SCHENECTADY – Promising “heavy-duty stuff” related to the governor’s prolonging of a residential and commercial eviction moratorium, Schenectady Landlords Influencing Change will hold a meeting at 6:30 p.m. Wednesday at Trinity Lutheran Church on Furman Street, according to its director, Chris Morris.
On Thursday, Gov. Kathy Hochul signed into law a new moratorium on COVID-related residential and commercial evictions for New York State, to remain in effect until Jan. 15.
The latest moratorium empowered landlords by allowing them to contest a tenant’s claim of a financial hardship related to the pandemic.
For the Schenectady meeting, a representative of the Schenectady Community Action Program, which is providing application assistance for renters and landlords applying for the county’s portion of the state’s $2.7 billion Emergency Rental Assistance Program during the pandemic, will be on-hand.
In addition, representatives from the federal Housing and Urban Development’s Section 8 program, the county sheriff’s department, for handling of evictions, and local eviction lawyer Dan Binisan are among the scheduled presenters, Morris said.
Reached late last week, Binisan contested many components of the moratorium and its consequences for small landlords.
Binisan, who’s from Romania, said many of the landlords he represents are also immigrants, and they’re struggling to maintain their properties during the pandemic.
“All of (the landlords) have a second job to be able to pay for the taxes in the city of Schenectady, because most of them got no money at all from the tenants,” Binisan said.
The intent of the legislation “might be noble,” Binisan said, but there are “unintended consequences” from renters “taking advantage of the moratorium.”
“The moratorium has no justification, because right now there’s no state of emergency in New York,” Binisan said. “We have vaccines.”
Binisan said he’s a first lieutenant in the New York National Guard and helped run vaccinations clinics at various University of Albany campuses.
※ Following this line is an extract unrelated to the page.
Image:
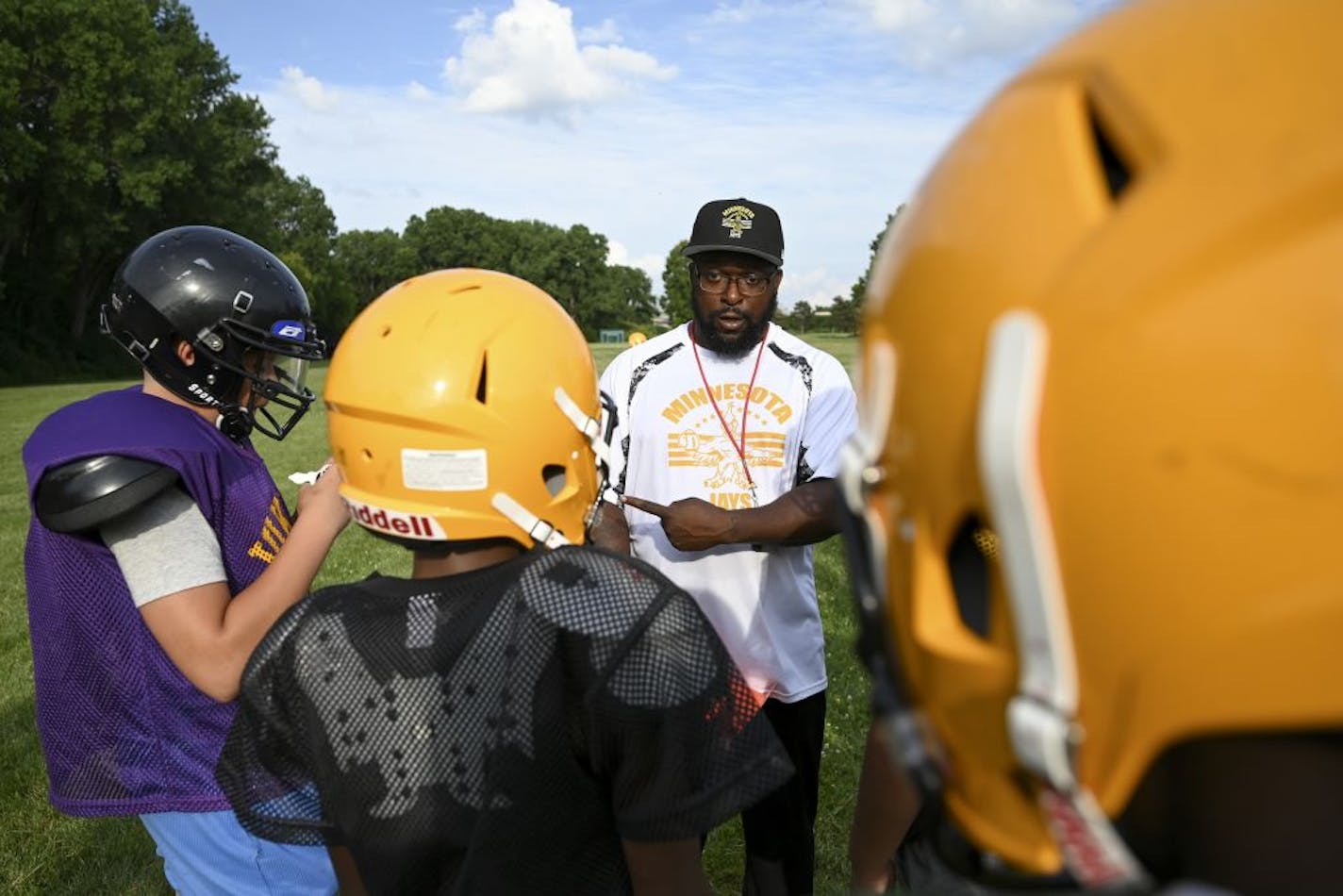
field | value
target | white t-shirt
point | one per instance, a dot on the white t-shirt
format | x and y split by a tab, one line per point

“The National Guard was activated under federal orders to assist the emergency pandemic,” he said. “The National Guard was providing soldiers, even Army medics who vaccinated New York people. So I don’t see any justification for this moratorium because there is no more state of emergency.”
Binisan also questioned the constitutionality of he moratorium.
The legislation says that evictions should be postponed, pending the final outcome of a tenant’s application for emergency relief.
Binisan said the law requires a landlord to present the application for a hardship declaration to his tenant, which is not in the landlord’s interest. As such, it’s “compelled speech against the First Amendment,” Binisan said.
“They put the burden on a landlord to submit this hardship declaration against their free will and against their principle and their interests. As an attorney, I have a conflict of interest because I have to advise my client that he must give this hardship declaration to the tenant, and it’s a form of legal advice” to the tenant, the lawyer said.